Not if they've asked, they might want to save/allocate towards that purchase.

EMuir:
If they bring it up and ask, then sure, why not.  UNLESS you think they're asking so they can complain about it, in which case bean dip.

menley:
I think it can be rude.


An example - I used to work for a partner in an LLP who was very wealthy. This was in 2008 during the recession and several people from our firm had just been laid off, and we had just been notified that raises and bonuses were out of the question. This partner then came into the room and said that he had just written the check for his children's private school and he was surprised at how affordable it was - only $48,500 per child (he has four of them). Of the six people in the room when he said this, that amount was higher than the annual salary of four of them.

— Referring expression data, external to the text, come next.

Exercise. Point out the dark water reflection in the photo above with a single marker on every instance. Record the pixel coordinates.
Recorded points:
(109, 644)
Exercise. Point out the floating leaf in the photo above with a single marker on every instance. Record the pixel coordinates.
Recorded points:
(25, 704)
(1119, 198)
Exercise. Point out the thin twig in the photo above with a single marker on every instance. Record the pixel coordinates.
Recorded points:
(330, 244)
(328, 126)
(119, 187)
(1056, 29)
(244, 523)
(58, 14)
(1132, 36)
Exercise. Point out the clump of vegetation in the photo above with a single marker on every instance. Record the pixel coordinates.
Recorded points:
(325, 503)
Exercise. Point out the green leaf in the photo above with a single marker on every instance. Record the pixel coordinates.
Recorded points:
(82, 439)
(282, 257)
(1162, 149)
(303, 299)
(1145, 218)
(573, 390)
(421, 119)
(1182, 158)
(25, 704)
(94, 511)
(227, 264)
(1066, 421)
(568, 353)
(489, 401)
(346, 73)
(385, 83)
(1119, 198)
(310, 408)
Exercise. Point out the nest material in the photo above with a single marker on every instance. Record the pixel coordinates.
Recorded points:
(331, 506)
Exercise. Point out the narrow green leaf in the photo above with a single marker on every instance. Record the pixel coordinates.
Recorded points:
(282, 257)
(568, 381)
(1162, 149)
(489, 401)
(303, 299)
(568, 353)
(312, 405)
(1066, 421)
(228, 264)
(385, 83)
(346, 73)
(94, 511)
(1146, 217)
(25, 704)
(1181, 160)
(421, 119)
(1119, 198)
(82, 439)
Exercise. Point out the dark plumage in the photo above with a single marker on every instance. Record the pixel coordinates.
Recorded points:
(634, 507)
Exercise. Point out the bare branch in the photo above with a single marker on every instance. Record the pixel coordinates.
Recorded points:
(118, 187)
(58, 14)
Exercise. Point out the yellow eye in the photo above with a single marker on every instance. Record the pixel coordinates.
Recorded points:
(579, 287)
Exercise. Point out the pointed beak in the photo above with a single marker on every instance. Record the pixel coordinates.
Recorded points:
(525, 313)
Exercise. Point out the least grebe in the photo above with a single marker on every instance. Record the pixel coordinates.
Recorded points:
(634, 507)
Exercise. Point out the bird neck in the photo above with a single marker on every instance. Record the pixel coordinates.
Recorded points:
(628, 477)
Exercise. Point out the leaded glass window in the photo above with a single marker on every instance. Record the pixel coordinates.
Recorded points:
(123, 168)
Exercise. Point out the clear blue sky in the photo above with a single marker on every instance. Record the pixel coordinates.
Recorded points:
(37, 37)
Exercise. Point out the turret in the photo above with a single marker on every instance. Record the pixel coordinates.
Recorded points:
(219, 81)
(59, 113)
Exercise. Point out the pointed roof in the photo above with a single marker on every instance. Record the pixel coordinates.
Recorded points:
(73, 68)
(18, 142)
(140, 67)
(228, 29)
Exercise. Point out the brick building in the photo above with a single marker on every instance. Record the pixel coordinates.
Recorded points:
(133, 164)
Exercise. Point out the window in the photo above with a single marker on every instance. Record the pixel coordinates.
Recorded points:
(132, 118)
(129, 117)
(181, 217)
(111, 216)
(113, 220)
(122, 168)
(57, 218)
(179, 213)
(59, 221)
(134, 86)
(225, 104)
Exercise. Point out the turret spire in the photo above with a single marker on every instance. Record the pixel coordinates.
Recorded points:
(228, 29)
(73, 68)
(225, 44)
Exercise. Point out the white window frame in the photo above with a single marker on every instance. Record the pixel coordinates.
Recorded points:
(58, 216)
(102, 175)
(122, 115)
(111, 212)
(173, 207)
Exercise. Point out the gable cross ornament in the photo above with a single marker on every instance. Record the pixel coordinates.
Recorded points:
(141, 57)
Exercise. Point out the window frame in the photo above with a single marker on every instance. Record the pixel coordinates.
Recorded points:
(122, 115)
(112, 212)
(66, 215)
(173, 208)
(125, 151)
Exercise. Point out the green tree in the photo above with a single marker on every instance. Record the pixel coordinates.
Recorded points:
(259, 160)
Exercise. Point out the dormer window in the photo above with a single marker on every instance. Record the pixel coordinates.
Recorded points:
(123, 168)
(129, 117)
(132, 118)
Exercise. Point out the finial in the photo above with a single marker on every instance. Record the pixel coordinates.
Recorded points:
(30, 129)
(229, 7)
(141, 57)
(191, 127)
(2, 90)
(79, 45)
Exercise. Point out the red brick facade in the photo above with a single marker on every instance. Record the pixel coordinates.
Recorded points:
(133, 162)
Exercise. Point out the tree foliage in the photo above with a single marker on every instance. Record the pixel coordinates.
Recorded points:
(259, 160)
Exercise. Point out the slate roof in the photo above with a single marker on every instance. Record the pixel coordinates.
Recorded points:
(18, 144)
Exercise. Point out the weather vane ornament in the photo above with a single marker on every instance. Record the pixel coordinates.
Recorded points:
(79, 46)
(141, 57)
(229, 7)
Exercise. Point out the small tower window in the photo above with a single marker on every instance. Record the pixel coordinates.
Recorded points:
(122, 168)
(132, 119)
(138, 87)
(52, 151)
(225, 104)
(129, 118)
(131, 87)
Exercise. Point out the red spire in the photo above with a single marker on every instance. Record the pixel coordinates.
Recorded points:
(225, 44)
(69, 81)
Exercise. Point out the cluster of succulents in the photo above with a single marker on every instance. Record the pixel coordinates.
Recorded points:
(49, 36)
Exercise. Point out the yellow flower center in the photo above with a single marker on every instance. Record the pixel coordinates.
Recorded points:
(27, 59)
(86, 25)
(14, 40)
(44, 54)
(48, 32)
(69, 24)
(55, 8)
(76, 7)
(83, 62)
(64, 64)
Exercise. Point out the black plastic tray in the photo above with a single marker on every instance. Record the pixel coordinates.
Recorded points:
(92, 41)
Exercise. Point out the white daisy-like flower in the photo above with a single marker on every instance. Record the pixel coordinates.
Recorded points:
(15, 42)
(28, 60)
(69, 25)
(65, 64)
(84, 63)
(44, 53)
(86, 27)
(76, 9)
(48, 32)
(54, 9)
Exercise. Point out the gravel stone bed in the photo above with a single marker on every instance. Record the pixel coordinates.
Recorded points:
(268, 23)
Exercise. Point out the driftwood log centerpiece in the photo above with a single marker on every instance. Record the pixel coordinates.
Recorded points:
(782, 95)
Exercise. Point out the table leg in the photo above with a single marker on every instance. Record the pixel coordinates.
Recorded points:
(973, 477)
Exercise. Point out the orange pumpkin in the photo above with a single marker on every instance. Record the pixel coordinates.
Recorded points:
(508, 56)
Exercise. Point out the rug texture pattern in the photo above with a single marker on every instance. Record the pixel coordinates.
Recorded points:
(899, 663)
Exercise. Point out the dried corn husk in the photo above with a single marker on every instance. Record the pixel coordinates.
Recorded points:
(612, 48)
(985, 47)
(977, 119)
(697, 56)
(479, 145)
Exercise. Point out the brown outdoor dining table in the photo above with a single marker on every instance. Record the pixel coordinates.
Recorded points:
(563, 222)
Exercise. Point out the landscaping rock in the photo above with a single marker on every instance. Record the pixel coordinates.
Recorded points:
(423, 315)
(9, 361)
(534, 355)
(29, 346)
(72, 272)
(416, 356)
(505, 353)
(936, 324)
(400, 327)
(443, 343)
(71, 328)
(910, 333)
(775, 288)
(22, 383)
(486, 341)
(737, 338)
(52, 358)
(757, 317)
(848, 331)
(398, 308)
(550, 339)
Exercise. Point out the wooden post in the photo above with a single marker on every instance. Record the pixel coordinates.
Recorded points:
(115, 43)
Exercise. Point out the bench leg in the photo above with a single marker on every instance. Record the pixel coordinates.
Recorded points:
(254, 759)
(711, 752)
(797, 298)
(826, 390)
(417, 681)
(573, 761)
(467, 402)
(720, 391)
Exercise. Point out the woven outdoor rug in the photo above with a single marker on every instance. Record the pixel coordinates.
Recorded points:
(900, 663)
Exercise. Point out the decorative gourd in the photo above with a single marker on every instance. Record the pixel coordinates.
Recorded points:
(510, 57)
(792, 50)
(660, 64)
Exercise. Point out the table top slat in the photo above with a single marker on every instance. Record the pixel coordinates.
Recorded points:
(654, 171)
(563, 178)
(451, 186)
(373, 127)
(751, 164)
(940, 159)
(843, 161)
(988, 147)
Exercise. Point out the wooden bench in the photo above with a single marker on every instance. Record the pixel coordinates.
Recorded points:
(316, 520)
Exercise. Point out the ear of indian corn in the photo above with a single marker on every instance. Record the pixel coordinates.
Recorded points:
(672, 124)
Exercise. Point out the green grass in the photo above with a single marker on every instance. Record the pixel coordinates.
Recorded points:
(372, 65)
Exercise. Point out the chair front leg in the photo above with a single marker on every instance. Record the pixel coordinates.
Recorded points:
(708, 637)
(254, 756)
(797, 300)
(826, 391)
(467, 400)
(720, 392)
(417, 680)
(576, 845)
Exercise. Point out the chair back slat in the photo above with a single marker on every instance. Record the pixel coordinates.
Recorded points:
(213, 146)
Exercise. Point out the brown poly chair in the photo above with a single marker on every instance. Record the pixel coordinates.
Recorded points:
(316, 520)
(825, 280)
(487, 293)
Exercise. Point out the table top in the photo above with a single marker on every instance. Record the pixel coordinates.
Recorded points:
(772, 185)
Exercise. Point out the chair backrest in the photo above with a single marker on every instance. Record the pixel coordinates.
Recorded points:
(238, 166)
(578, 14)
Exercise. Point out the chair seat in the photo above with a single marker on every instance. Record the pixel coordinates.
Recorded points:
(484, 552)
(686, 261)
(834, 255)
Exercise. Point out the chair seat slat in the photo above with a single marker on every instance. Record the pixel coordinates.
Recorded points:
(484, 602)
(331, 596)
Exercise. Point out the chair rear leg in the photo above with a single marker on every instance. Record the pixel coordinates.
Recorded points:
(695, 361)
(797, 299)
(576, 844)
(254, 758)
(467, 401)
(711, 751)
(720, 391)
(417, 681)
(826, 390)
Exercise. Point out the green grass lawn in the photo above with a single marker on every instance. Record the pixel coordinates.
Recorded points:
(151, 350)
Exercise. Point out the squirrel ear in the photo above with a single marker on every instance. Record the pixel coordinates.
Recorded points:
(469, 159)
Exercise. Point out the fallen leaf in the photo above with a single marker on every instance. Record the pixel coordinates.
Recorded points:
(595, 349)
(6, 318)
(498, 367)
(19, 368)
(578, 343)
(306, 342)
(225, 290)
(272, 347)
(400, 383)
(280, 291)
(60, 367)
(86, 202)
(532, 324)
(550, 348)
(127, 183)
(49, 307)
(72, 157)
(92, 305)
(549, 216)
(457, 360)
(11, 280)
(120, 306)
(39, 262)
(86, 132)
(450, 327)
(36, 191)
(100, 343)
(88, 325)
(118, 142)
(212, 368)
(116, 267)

For him to be talking about this in these circumstances was incredibly rude, I think.


So I would say that it depends on your relationship with the person who is less well-off. A boss-employee relationship? Probably rude. Friends or family? Probably not rude, assuming you don't go on and on about how awesome you are for being able to afford the item ;) I do think it's rude for someone to ask how much the item cost, unless it's in the context of "I'm trying to get one too and want to know what's considered a good price."

poundcake:
As long as you're not deliberately throwing around big dollar amounts. I mean, I've heard people complain that it's "rude" for another family member to talk about "taking the kids to Disneyworld" this summer, because THEY couldn't afford to go. Sometimes, part of life is that you won't be able to afford something at the same time someone else is. But yeah, mentioning the great deal you got on a $50,000 stable for your two horses to people who are barely making ends meet is stupid.